These last few weeks have been pretty amazing.
I used to follow her around all the time but suddenly she keeps picking me up and cuddling me. I used to drive her crazy, always ready to pounce on her lap as soon as she sat down, on the bed, at the desk, outside, it didn’t matter to me. I wanted to be close. Now though, it’s Sleam picking me up and holding me against her chest, sitting down for ages at a time, doing nothing but loving me. She knows that the cancer is killing me. She’s spoiling me rotten and I love every minute!

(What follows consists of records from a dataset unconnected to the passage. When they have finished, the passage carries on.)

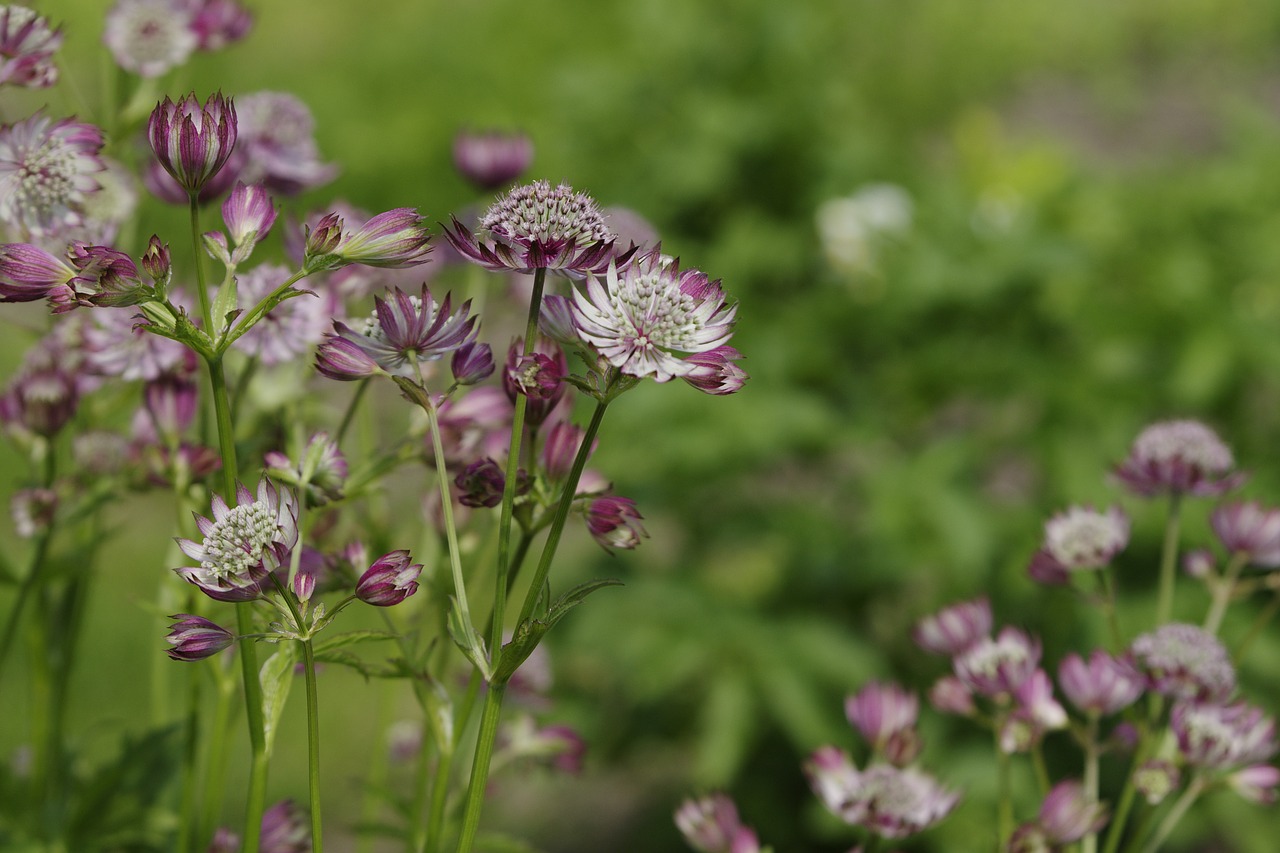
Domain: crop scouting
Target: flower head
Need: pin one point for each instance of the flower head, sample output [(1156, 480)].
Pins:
[(192, 141), (1179, 456), (536, 226), (954, 629), (195, 638), (149, 37), (490, 160), (389, 580), (46, 172), (1104, 685), (243, 544), (406, 331), (27, 48), (1248, 528), (891, 802), (1185, 662), (644, 316)]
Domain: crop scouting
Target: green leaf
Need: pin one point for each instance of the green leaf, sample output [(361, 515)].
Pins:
[(351, 638), (277, 678)]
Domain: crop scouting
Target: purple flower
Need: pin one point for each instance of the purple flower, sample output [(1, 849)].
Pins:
[(192, 142), (997, 667), (406, 331), (954, 629), (1223, 737), (645, 315), (539, 227), (1185, 662), (243, 544), (149, 37), (1102, 685), (1179, 456), (891, 802), (615, 523), (391, 240), (1248, 528), (885, 715), (711, 825), (195, 638), (490, 160), (46, 173), (389, 580), (27, 48)]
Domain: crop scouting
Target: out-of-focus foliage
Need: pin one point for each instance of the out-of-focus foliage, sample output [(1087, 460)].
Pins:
[(1092, 245)]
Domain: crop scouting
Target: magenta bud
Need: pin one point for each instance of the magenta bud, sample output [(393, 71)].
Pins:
[(389, 580)]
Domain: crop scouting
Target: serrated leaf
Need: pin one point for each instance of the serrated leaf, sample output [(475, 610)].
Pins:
[(277, 675), (351, 638)]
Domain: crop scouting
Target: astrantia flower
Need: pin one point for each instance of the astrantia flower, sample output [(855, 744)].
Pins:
[(406, 331), (1185, 662), (1224, 737), (490, 160), (46, 172), (891, 802), (27, 48), (243, 544), (997, 667), (1248, 528), (149, 37), (195, 638), (192, 141), (649, 316), (389, 580), (539, 227), (954, 629), (1179, 456), (1102, 685)]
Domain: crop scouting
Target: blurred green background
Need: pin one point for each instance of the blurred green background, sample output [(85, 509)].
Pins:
[(1083, 236)]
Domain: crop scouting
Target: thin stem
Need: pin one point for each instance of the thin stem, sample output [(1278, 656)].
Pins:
[(309, 658), (1223, 591), (1169, 561), (485, 742), (508, 491)]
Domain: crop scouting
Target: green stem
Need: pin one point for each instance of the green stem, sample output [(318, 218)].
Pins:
[(1223, 591), (309, 658), (508, 492), (1169, 561), (485, 742)]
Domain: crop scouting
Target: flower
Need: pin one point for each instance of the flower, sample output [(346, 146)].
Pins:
[(192, 141), (195, 638), (46, 172), (885, 715), (711, 825), (1104, 685), (27, 48), (149, 37), (389, 580), (1185, 662), (1176, 456), (243, 544), (1248, 528), (539, 227), (954, 629), (891, 802), (490, 160), (997, 667), (391, 240), (1223, 737), (406, 331), (648, 313), (615, 523), (277, 137)]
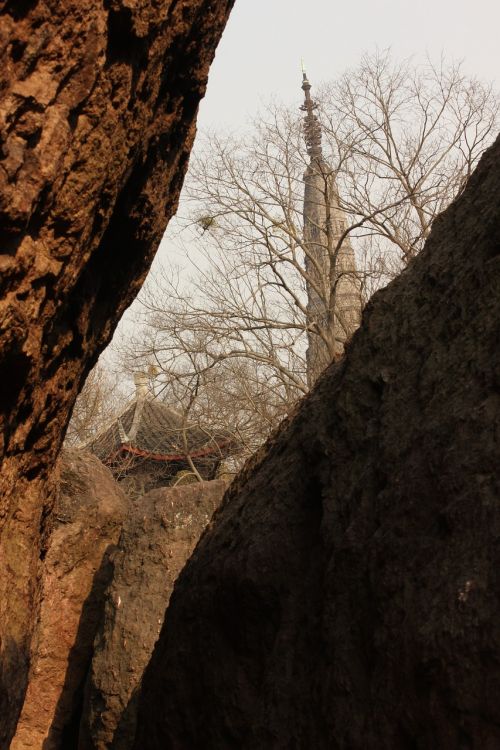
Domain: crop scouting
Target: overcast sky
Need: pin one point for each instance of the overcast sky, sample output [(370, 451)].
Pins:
[(259, 56), (264, 41)]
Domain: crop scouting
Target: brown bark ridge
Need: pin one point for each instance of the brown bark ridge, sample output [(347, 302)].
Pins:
[(158, 537), (98, 100), (86, 523), (348, 593)]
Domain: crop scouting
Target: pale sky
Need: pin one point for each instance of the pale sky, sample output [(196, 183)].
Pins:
[(264, 41), (259, 56)]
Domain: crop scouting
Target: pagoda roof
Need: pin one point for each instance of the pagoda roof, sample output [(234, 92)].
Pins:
[(152, 429)]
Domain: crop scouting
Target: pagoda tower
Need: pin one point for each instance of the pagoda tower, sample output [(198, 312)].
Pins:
[(332, 280)]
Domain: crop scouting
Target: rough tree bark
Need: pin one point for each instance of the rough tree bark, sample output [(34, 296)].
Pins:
[(348, 593), (98, 100)]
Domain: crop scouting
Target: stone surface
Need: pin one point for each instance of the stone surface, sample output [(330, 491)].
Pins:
[(348, 593), (85, 526), (98, 100), (159, 535)]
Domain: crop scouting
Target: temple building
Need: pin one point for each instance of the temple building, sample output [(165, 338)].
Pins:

There was a time before Eddie and I came to live with Sleam. I won’t go into details but I will say they didn’t like me and I didn’t like them, which is why I peed on their bed, a lot. That kind of backfired as they dumped me at the Shelter. I didn’t like it there, small spaces, and lots of strangers coming and going. I’d overheard people talking about Eddie, this black and white cat; he’d been there a year already and was running out of hope. He used to hide under the cages all day long, all on his own. Eddie didn’t play the game you see, the ‘customer service smile and purr game’. I got to hang out with him though, I liked him, he was my age almost, and a funny cat. Anyway, one day, this tall woman came in and lay on the floor and talked to us both as we hid under a huge cage in the corner room. Eddie went over to her, purred loudly, and then climbed onto her lap. I was amazed. I followed him. She took us both home. Life has never been so good.

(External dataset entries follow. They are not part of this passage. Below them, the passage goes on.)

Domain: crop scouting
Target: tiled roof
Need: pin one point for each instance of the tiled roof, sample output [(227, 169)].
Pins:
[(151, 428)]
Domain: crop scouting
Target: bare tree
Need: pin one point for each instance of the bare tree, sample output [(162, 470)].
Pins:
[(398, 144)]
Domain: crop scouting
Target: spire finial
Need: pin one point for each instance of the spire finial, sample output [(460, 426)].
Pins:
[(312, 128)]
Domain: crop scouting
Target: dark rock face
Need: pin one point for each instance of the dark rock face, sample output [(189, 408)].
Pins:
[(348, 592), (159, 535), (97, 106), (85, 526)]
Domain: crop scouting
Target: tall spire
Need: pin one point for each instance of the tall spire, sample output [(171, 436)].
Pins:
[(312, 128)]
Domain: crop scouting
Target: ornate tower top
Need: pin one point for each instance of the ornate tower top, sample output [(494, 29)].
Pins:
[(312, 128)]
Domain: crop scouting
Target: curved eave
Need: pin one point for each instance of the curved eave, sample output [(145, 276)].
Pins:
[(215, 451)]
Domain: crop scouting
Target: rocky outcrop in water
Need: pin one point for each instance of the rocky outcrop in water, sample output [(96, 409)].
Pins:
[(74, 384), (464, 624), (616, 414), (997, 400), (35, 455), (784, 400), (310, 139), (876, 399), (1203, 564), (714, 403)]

It’s funny how much I love being held these days. I used to fuss and cry when she’d pick me, but Sleam would stroke me, once, maybe twice, and then put me down again. It felt good to be held though so I let her pick me up more and more. Now though, like I said, it’s her coming to me. My tummy hurts and it feels good to be held so I let her cuddle me. The other night I fell asleep on her chest. The dogs were on the bed too, well, not Harold, he’s happier on the floor-tiles.
I usually join him during the night but this time, it rained and Rosie and Ollie and even the annoying little kitten Stevie slept with me and Sleam. Stevie, I shouldn’t call him little any more, he’s bigger than me now I’ve lost all this weight. He was the one-pound weakling when he was found in a woodpile and came to live with us. He got so sick that Sleam had to hold him to her heart for days before he started drinking goat’s milk.
Anyway, the little tiger, Stevie’s learnt to be a great little mouser. Sleam’s home will still be rodent free; that was my job you know, keeping the kitchen clean of critters. Eddie, he went outside most days, hanging out in the yard, watching the birds, didn’t catch anything but he liked to hang out with the dogs. He even raised a few puppies. Eddie didn’t come back one night though; we’ve all missed him horribly. Stevie makes me think of Eddie, he wants to be a dog too, always playing with Rosie and following Ollie around the yard. Funny boys.
These last few weeks Sleam and I have a new routine. She feeds me junk food, oh my, oh my, I do love this food. Whiskas, Friskies, fresh salmon, ham, you name it, whatever I want she goes to Santa Fe and picks it up, even catnip!
I can’t keep the food down any more, but I try to hide how bad it is. Sleam hears me though, wakes up in the middle of the night, and simply cleans up my mess then strokes my head until I stop heaving. She picks me up and takes me to bed with her.
I hadn’t wanted to tell her about the cancer but her friend the vet worked it out. Sleam didn’t take the news well, but I didn’t expect her too. She rallied around though. Her job even let her have time off to be with me. I’m glad. She’d talked to the vet and they’d decided on a Friday to let me go but I wanted Thursday. I kept telling her, each time she held me, but she didn’t hear until she got to work one day. That voice in her head was me. Her boss told her to take the day off.
Yep, these last few weeks have been pretty amazing. Today, Thursday, the dogs sniff me, sleep next to me, they’re being gentle. I like being near them all. Even Ollie is cuddling me. He still steals my food but I don’t mind.
Stevie is outside in the tree, oh here he is, come to check on us. Rosie takes a nap with me whenever she gets a chance.
Sleam is writing. I sit in the sun and dictate to her. It’s a good day. I’ve had a great life – did I mention that? Life with Sleam and family has been wonderful. I know I’ve been loved. How good is that? I’ve known love.
4 thoughts on “Kristie’s Story (in her own words)”
That’s so sad. I hope you are doing okay xxx
I am, thanks. Writing this brought me peace.
What a wonderful (and sad) story, thank you for sharing and loving a sweet kitty muffin.